9. Building back better health systems such as: National oxygen plan: As part of our efforts to build back a better healthcare system, the federal government has approved the construction of 42 new oxygen plants and the repair of at least 18 such plants. When completed Nigeria will be approaching near self-sufficiency for oxygen which is critical not only for COVID-19 but for cases of childhood pneumonia and emergency and critical care units; National ambulance and emergency service plan: Learning from the COVID-19 pandemic the Federal Ministry of Health, leveraging on the Basic Healthcare Provision Fund (BHCPF), is swiftly rolling out national ambulance and emergency services- which will enhance our country’s ability to effectively respond to healthcare emergencies now and in the future; Investment in research and vaccine development: We as a nation must make critical investments in scientific research and vaccine development. We should aim at manufacturing vaccines here in Nigeria and not depend on foreign countries for the meeting of our vaccines needs to respond to current and future epidemics and pandemics.

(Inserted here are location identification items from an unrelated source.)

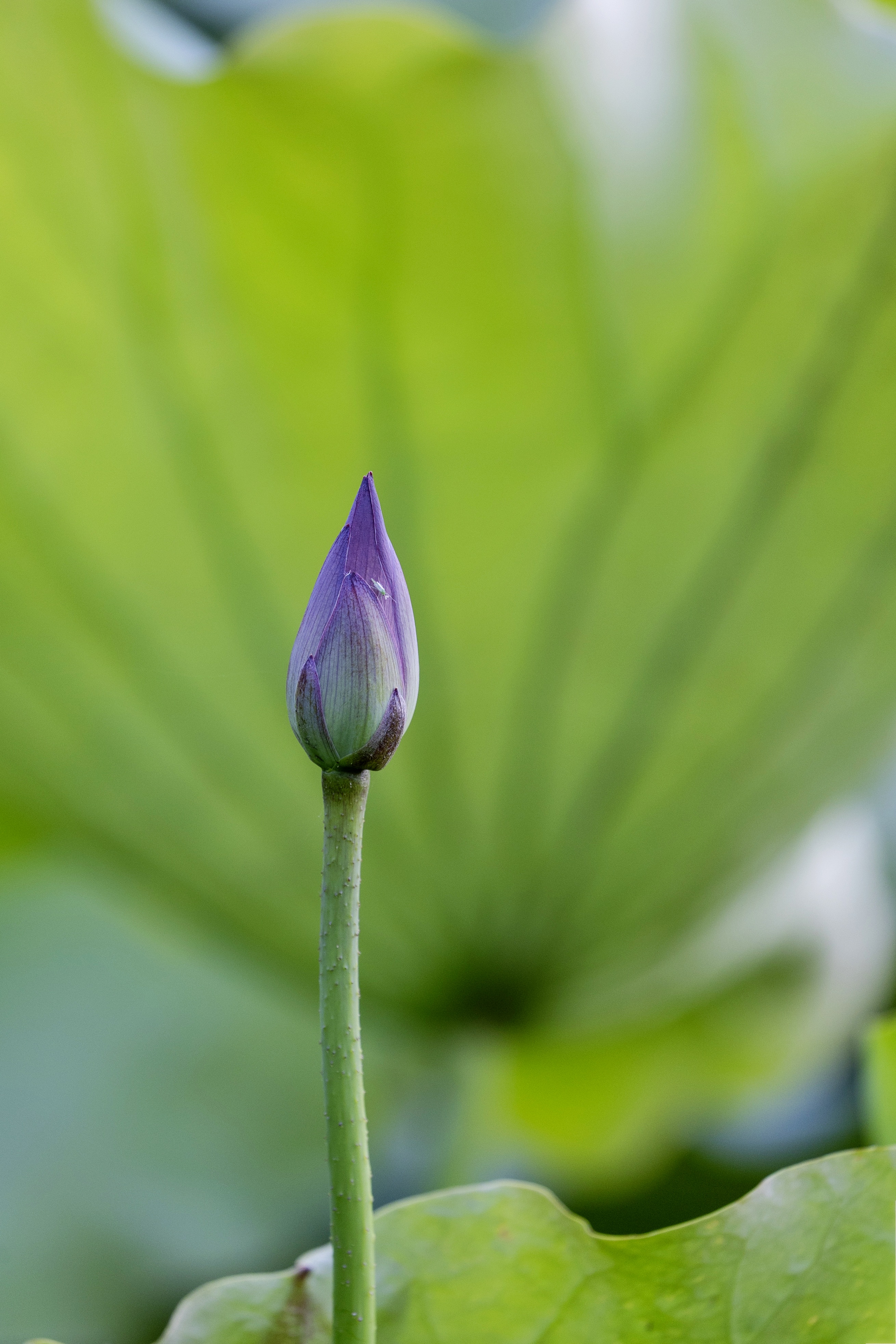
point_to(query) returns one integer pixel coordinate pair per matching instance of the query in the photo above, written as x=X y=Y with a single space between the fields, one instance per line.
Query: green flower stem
x=350 y=1163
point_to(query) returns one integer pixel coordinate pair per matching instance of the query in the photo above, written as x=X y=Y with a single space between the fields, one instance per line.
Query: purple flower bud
x=354 y=672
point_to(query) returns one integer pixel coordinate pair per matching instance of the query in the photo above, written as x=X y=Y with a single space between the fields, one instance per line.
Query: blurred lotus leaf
x=805 y=1257
x=617 y=343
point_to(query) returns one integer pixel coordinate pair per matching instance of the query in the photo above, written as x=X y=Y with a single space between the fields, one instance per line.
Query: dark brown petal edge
x=377 y=750
x=311 y=725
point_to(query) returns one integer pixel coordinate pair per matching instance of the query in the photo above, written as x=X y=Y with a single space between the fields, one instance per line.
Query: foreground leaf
x=659 y=452
x=808 y=1256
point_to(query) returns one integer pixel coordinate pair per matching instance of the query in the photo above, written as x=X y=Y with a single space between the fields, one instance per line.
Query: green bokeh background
x=625 y=380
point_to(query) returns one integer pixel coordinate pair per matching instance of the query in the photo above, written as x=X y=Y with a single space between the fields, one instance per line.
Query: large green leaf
x=633 y=445
x=808 y=1256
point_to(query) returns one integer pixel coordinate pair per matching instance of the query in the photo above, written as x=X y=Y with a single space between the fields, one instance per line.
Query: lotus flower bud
x=354 y=672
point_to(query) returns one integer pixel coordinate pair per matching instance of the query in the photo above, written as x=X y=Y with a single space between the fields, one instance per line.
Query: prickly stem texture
x=350 y=1164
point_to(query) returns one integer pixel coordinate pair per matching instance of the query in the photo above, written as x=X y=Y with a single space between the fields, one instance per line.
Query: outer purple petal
x=311 y=726
x=317 y=614
x=378 y=752
x=371 y=556
x=358 y=667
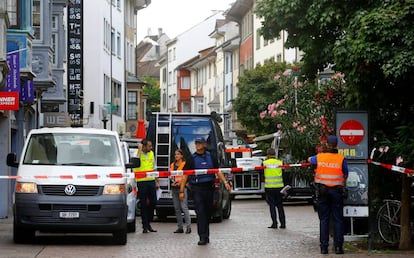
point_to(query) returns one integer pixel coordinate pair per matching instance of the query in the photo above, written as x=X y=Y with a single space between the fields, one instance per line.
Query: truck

10. Economic stimulus measures/fiscal policies: Very early in the pandemic, the CBN introduced new measures on loans, moratorium and debt repayment:

1 year extension of a moratorium on principal repayments for CBN intervention facilities;

the reduction of the interest rate on intervention loans from 9% to 5%; Strengthening of the Loan to Deposit ratio policy; in addition, a N50 billion target credit facility was floated for household and small and medium enterprises to help re-grow the economy 11. Additional N100 billion intervention fund on healthcare loans to pharmaceutical companies and healthcare practitioners intending to expand/build capacity; N1 trillion in loans to boost local manufacturing and production across critical sectors; the crude oil benchmark price was also reduced from a USD 57 to USD 30; the CBN pledged to pump 1.1 trillion NGN into critical sectors of the economy; Commencement of a 5-month repayment moratorium for all TraderMoni, MarketMoni and FarmerMoni loans; and Provision of credit assistance for the health industry to meet the potential increase in demand in health services and products.